The traditional mentor model works here as well, with mentors from inside the anchor company helping out the little guys and outside mentors mixing things up a bit. You’ll also need a “cauldron-stirrer” who will keep the interactions going. Back and forth will be key, with the anchor employees bouncing ideas off of the little guys and vice versa. If the products are interesting enough, the start-ups will find instant clients in the anchor company and the anchor company gains the insights of the entrepreneurs.
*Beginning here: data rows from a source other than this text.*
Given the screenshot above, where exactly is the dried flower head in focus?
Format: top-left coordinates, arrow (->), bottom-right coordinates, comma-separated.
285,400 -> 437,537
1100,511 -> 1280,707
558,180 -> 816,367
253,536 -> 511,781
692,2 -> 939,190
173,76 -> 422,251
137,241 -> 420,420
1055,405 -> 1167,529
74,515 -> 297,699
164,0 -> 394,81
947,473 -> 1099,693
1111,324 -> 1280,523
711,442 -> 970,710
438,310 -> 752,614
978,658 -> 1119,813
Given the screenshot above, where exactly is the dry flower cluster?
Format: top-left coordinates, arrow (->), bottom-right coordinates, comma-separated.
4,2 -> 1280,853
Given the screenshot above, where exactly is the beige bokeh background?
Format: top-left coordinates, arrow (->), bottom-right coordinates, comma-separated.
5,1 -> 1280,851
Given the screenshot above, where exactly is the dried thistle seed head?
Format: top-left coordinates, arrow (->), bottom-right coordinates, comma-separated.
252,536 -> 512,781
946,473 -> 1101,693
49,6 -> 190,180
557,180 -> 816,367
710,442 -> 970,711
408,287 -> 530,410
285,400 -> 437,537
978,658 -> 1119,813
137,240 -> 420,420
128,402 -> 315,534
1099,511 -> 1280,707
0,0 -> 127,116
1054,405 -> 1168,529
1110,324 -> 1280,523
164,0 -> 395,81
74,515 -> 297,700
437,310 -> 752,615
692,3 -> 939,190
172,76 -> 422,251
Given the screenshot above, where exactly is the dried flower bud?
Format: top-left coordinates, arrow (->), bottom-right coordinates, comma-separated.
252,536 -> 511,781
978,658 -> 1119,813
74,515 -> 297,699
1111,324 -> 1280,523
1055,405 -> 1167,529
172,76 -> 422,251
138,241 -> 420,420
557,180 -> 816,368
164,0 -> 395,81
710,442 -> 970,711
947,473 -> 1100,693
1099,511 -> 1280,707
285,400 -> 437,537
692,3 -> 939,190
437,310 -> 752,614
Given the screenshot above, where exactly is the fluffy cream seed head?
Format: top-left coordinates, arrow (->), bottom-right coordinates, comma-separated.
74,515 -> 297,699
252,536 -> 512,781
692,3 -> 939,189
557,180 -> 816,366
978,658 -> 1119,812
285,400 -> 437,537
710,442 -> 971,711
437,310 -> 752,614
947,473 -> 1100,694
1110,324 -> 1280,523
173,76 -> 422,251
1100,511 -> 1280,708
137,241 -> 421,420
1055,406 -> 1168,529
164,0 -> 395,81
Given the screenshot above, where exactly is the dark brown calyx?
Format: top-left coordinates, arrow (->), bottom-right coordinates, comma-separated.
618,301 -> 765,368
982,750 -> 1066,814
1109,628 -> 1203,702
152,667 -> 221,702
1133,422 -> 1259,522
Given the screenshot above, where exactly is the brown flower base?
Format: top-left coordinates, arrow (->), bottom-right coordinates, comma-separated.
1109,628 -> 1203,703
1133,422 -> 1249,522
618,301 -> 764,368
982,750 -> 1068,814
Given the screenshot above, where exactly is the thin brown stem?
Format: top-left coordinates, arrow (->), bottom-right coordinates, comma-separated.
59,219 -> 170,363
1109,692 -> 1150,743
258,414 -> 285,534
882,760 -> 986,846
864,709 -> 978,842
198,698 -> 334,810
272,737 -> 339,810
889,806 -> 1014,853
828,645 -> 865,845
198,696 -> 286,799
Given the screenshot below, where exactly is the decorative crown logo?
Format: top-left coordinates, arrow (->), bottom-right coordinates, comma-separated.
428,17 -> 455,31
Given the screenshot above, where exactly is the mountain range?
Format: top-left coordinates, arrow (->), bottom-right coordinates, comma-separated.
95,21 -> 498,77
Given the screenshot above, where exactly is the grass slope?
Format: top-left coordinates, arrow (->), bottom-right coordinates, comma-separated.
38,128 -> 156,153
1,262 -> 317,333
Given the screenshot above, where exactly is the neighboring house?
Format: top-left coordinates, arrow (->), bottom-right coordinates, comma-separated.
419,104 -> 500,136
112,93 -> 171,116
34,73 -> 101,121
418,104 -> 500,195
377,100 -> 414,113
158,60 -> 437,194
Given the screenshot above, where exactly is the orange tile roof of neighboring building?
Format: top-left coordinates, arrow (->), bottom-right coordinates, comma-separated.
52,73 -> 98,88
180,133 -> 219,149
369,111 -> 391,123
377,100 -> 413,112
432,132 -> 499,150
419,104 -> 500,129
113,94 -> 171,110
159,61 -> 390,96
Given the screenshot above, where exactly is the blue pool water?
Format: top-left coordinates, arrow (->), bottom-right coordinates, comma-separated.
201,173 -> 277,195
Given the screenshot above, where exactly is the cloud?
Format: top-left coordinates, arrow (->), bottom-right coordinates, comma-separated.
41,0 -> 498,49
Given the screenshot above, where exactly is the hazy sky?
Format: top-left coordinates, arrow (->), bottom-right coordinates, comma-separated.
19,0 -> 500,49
The benefits here are three-fold. First, there is a goal – to get the anchor’s attention. Second, there’s a benefit to both the start-up and the anchor employee. Startups get to interact with the corporate world while anchor employees get to enter an interesting new relationship to their product. Bored cubicle drones would jump at the opportunity to staff the skunkworks. Maybe cauldron access would be a perk or a bonus for energetic employees? Finally, the traditional model of choose, launch, and dump is further streamlined. Because each startup is carefully curated and on topic, and because working with the anchor partner will be an interesting experience, I could definitely see start-ups being more interested in moving to odd places in order to work in the shadow of the skunkworks. This reduces geographical bias.
After seeing rooms full of people who never talk to each other and don’t know what the other companies in the incubator are doing, I really see the cauldron concept as a bit more interesting. Media access is a bit easier because of the big name involved and raising capital essentially leads to tapping the R&D budget of the anchor.
Maybe no major players will jump at the chance to work with small-fry businesses. That, in short, is their loss. Companies must take advantage of the amazing talent afforded them by the energetic startups popping up around them or perish. Start-ups also need to start thinking bigger and this is the perfect opportunity for growth.